You might NEVER be able to use a Section 21
Published on Thu, 1st Mar 2018 15:47
The new Section 21 (form 6A) was published in the Deregulation Act 2015.
It was intended that the courts would be able to use this S21 to monitor some of the mandatory requirements, thus the court would check that the following had been served correctly:-
Gas safety certificate (CP12) – where required;
EPC – where required’
The ‘How to Rent’ booklet.

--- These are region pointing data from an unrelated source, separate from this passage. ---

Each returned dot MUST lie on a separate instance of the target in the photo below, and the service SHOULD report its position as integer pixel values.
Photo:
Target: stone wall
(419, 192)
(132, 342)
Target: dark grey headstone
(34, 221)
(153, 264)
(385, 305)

See the February news update email.
But as is often the case, the legislation has now caused problems.
The requirement for gas was in paragraphs 36 (6 & 7) of the Gas Safety (Installation and Use) Regulations 1998 where it states that the gas safety certificate must be served on an existing tenant within 28 days of the check being completed; but also states that the certificate must be served on ‘any new tenant …. before the tenant occupies those premises.

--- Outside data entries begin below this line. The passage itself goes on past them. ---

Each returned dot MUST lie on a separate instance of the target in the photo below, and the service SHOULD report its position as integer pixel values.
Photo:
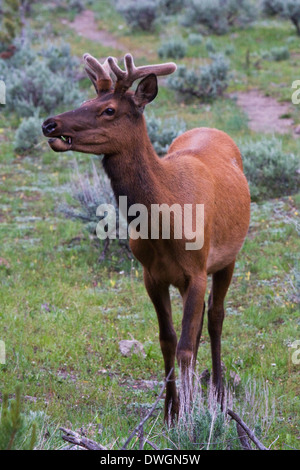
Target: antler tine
(98, 73)
(126, 78)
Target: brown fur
(203, 166)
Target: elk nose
(48, 127)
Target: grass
(62, 314)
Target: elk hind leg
(160, 296)
(220, 284)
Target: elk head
(105, 124)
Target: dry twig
(250, 434)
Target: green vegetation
(63, 313)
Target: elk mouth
(60, 143)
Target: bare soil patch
(265, 113)
(85, 25)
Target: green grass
(62, 314)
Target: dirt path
(85, 25)
(265, 113)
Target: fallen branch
(77, 439)
(141, 424)
(250, 434)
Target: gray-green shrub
(162, 133)
(288, 9)
(204, 82)
(174, 48)
(270, 171)
(40, 80)
(28, 134)
(88, 192)
(219, 15)
(139, 15)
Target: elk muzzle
(57, 141)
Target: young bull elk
(202, 166)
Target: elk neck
(136, 171)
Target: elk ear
(146, 91)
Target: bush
(206, 82)
(162, 133)
(170, 7)
(10, 22)
(270, 172)
(139, 15)
(88, 193)
(280, 53)
(219, 15)
(195, 39)
(28, 134)
(288, 9)
(40, 81)
(175, 49)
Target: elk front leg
(159, 294)
(193, 311)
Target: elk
(202, 166)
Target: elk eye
(109, 112)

This came to light in a recent court case (Caridon property Ltd v Monty Shooltz) where His Honour Judge Luba QC ruled that by taking the requirements of the 2015 Act with the 1998 Act it was not technically possible for a S21 to ever be used where the gas safety certificate had not been served on a new tenant before the tenant occupies the premises.
Whilst the Judge had to allow the appeal by Shooltz to disallow the S21, he did question whether this was what was intended by Parliament.
This leaves a severe problem for anyone serving the gas safety on after the tenant moves in – which I would suggest would the majority of tenancies.
The Government are being lobbied to clarify this situation.
Note this only applies to any AST commencing on or after October 1st 2015
THE IMPORTANT THING IS TO SERVE THE GAS SAFETY BEFORE THE TENANT OCCUPIES A NEW TENANCY.